Nur rund 3.000 Personen werden derzeit täglich geimpft, rund 30.000 Impfdosen lagern im Kühlschrank. Verfallen diese nicht?

Nein, wir prüfen das Verfallsdatum. Wenn sie hier nicht genutzt werden sollten, schicken wir sie nach Madrid zurück, von wo sie an andere Orte verteilt werden. Wir werden jedenfalls keine Impfdosen wegwerfen.

Ein Problem gibt es mit den Ausländern, die nicht bei der balearischen Gesundheitsbehörde erfasst sind und sich daher nicht impfen lassen können. Jetzt, wo genügend Impfstoff da ist, sollte nicht jeder eine Spritze bekommen, der sie will?

Daran arbeiten wir. Wir werden diese oder die nächste Woche eine Versammlung mit den Konsulaten einberufen. Es gibt Menschen, die das ganze Jahr hier leben, aber meist aus Steuergründen in ihrer Heimat gemeldet sind. Es wäre sinnlos, wenn wir sie nicht impfen. In einem ersten Schritt wollen wir schauen, um wie viele Menschen es sich dabei handelt.

Seit Mittwoch (15.9.) erhält die erste Risikogruppe die dritte Dosis.
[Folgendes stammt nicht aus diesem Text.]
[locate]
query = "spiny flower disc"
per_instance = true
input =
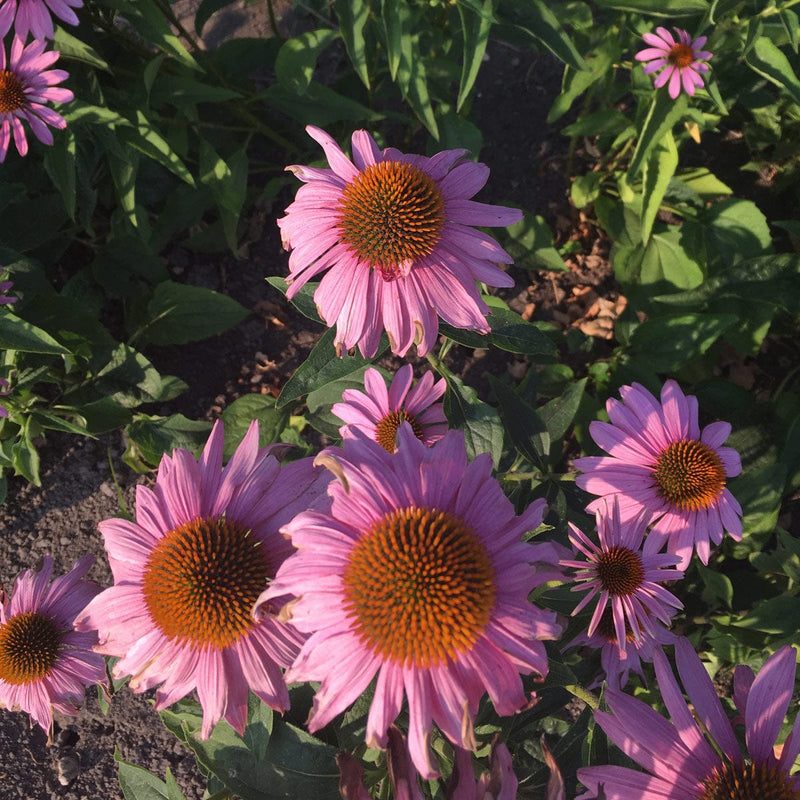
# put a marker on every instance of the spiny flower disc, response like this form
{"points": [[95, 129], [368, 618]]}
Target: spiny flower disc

Wird es die nächste Massenimpfung geben?

Im Moment glaube ich das nicht, da es weltweit noch immer so viele ungeimpfte Menschen gibt. Die Impfdosen müssen solidarisch an Staaten weitergegeben werden, die nicht die Möglichkeit haben, sie zu kaufen. Aber sicherlich wird die Personengruppe erweitert werden, die die dritte Dosis erhält. Wir wissen aber noch nicht, wie lange die Immunisierung hält.

Die Gewerkschaften beschuldigen Sie, die Lage in den Krankenhäusern zu beschönigen. Diese würden aus allen Nähten platzen.
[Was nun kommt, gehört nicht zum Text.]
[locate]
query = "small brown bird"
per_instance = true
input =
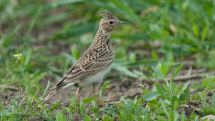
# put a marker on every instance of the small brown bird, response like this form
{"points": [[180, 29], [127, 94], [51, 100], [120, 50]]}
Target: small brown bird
{"points": [[95, 62]]}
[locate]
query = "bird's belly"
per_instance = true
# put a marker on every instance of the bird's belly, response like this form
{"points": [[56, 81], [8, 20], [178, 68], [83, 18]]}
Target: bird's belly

Die Gewerkschaften haben die Arbeitsbedingungen ihrer Mitglieder im Blick. Das ist ihr gutes Recht. Von einem Kollaps im Krankenhaus kann keine Rede sein. Wir haben ein starkes Gesundheitssystem. Wenn 26 Prozent der Intensivstation mit Corona-Patienten belegt sind, dann bleiben noch 74 Prozent verfügbar. Sicherlich gab es im Sommer Hochbetrieb, da wesentlich mehr Leute auf der Insel waren. Es gab extrem viele Unfälle im Meer und auf den Straßen. Das Sanitätspersonal war zum Teil auch im Urlaub, was es sich redlich verdient hatte. Die Gewerkschaften beschweren sich zu einem Zeitpunkt, an dem es schwierig ist, es allen recht zu machen. Ich denke aber, wir haben diese Prüfung mit einer guten Note bestanden.
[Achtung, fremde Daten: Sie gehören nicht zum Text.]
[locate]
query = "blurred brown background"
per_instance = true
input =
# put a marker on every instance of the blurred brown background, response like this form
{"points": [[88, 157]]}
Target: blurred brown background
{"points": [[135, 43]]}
Haben Sie eine Rechnung aufgestellt, was die Pandemie den Gesundheitssektor kostet?

Wir haben dieses Jahr aus einem spanienweiten Fonds 300 Millionen Euro zur Verfügung. Das Geld reicht aus. Die Belegschaft im Gesundheitssystem beläuft sich auf 20.000 Personen. Durch die Pandemie mussten wir 3.600 neue Fachkräfte einstellen. Das ist ein Wachstum von 22 Prozent, das mit neuen Kosten einhergeht. Wir haben Corona-Hotels eingerichtet und sind einer der wenigen Orte auf der Welt, die einen solchen Service den Urlaubern anbieten können. Dazu kommen die Kontrollen an den Häfen und Flughäfen. Auch hier sind rund tausend Personen beschäftigt. Und nicht zu vergessen die Mitarbeiter in den Impfzentren.